Bell Curve The Law Talking Guy Raised by Republicans U.S. West
Well, he's kind of had it in for me ever since I accidentally ran over his dog. Actually, replace "accidentally" with "repeatedly," and replace "dog" with "son."

Thursday, November 05, 2009

Conventional Wisdom in Politics

So we keep hearing that VA and NJ always or often vote against the President's party in the subsequent year. At electoral-vote.com, they have a chart showing this happening 14 of 16 times since 1980. So let's push it further. Here are my thoughts:
1. If VA or NJ voted against the incumbent president's party but consistent with that state's vote in the previous year's presidential election, the election shows continuity, not a shift against the president's party.
2. Does it matter what happened before 1980? I don't see why 1980 is a cutoff for measuring unless we know something happened, or unless we with to hypothesize that some change must have happened in 1980.

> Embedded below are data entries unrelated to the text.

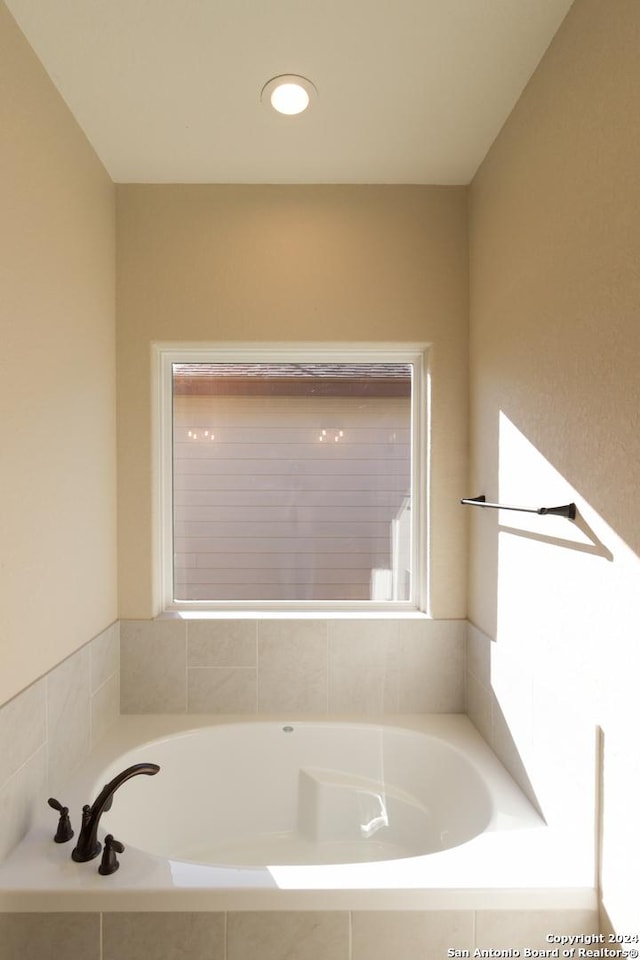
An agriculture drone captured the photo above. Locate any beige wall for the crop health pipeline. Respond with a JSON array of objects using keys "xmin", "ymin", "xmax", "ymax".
[
  {"xmin": 468, "ymin": 0, "xmax": 640, "ymax": 932},
  {"xmin": 0, "ymin": 2, "xmax": 117, "ymax": 706},
  {"xmin": 116, "ymin": 185, "xmax": 468, "ymax": 619}
]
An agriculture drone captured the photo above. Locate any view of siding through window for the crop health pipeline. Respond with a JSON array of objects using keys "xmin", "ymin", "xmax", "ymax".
[{"xmin": 172, "ymin": 363, "xmax": 412, "ymax": 602}]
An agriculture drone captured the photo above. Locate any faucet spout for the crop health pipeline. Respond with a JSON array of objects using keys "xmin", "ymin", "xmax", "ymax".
[{"xmin": 71, "ymin": 762, "xmax": 160, "ymax": 862}]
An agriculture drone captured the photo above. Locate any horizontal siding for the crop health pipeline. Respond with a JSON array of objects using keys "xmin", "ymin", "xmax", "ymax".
[
  {"xmin": 173, "ymin": 394, "xmax": 411, "ymax": 601},
  {"xmin": 174, "ymin": 426, "xmax": 410, "ymax": 444},
  {"xmin": 174, "ymin": 474, "xmax": 409, "ymax": 492},
  {"xmin": 174, "ymin": 490, "xmax": 408, "ymax": 507},
  {"xmin": 174, "ymin": 537, "xmax": 393, "ymax": 553},
  {"xmin": 175, "ymin": 506, "xmax": 406, "ymax": 522},
  {"xmin": 175, "ymin": 568, "xmax": 373, "ymax": 585},
  {"xmin": 175, "ymin": 521, "xmax": 393, "ymax": 538},
  {"xmin": 175, "ymin": 552, "xmax": 389, "ymax": 569},
  {"xmin": 177, "ymin": 584, "xmax": 370, "ymax": 601},
  {"xmin": 175, "ymin": 459, "xmax": 409, "ymax": 476},
  {"xmin": 175, "ymin": 443, "xmax": 409, "ymax": 461}
]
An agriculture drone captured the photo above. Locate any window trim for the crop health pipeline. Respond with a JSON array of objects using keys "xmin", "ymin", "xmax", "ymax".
[{"xmin": 152, "ymin": 342, "xmax": 430, "ymax": 615}]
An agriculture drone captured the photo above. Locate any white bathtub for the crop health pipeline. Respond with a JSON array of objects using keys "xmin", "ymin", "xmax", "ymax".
[
  {"xmin": 0, "ymin": 715, "xmax": 596, "ymax": 912},
  {"xmin": 97, "ymin": 721, "xmax": 494, "ymax": 867}
]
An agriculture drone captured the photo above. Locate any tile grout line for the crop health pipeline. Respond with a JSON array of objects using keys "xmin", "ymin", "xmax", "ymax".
[
  {"xmin": 255, "ymin": 622, "xmax": 260, "ymax": 713},
  {"xmin": 325, "ymin": 621, "xmax": 330, "ymax": 714},
  {"xmin": 189, "ymin": 665, "xmax": 257, "ymax": 671},
  {"xmin": 184, "ymin": 621, "xmax": 189, "ymax": 712},
  {"xmin": 88, "ymin": 640, "xmax": 95, "ymax": 750},
  {"xmin": 90, "ymin": 668, "xmax": 120, "ymax": 699},
  {"xmin": 0, "ymin": 742, "xmax": 48, "ymax": 796},
  {"xmin": 44, "ymin": 675, "xmax": 51, "ymax": 793}
]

Here are my expanded data:

Year Prior Pres Elect VA Vote Pres VA Gov NJ Vote Pres NJ Gov VA NJ
2009 D D* R D* R 2 2
2005 R R* D D D 2 1
2001 R R* D D D 2 1
1997 D R R D* D 1 0
1993 D R R D* R 1 2
1989 R R* D R* D 2 2
1985 R R* D R* R 2 0
1981 R R* D R* R 2 0
1977 D R R R D 1 -1
1973 R R* R R* D 0 2
1969 R R* D R* R 0 0
1965 D D* D D* D 0 0
1961 D R D D D -1 0

The coding is: 2 means state voted against incumbent president and changed its party preference from the previous election. 1 means the state voted agaisnt the incumbent president but consistent with its prior presidential electoral vote. 0 means it voted for the incumbent president, consistent with its prior presdential electoral vote. -1 means that it voted for the incumbent president and inconsistently with its prior state vote agaisnt that president.

What we see is (1) the pattern is not so strong as remarked and (2) it really only relates to a handful of elections.

3 comments:

Raised By Republicans said...

I think there is a much simpler explanation for all three of the election results this week. First, in NJ and VA, the incumbent party (Democratic Party) lost in the middle of a really really bad recession. That's not really a mystery in dire need of an explanation in my book. Second, in NY-23, the conservative vote was deeply split by the fight between the Conservative Party nominee and the Republican Party nominee with the Republican dropping out at the last minute and endorsing the Democratic Party nominee. Again, not a huge puzzle in need of a special explanation there either.

These three elections were just not that reflective of much other than fairly conventional expectations among political scientists about the effects of bad economic indicators on incumbent party success and the effect of partisan divisions within an ideological block on electoral success in a single member district system.

The Law Talking Guy said...

When you say a "simpler" explanation - simpler than what? The purpose of my post was largely to demonstrate that a supposed pattern in the voting of NJ and VA is substantially overstated in the press. I suppose you're agreeing that there is no pattern of that kind.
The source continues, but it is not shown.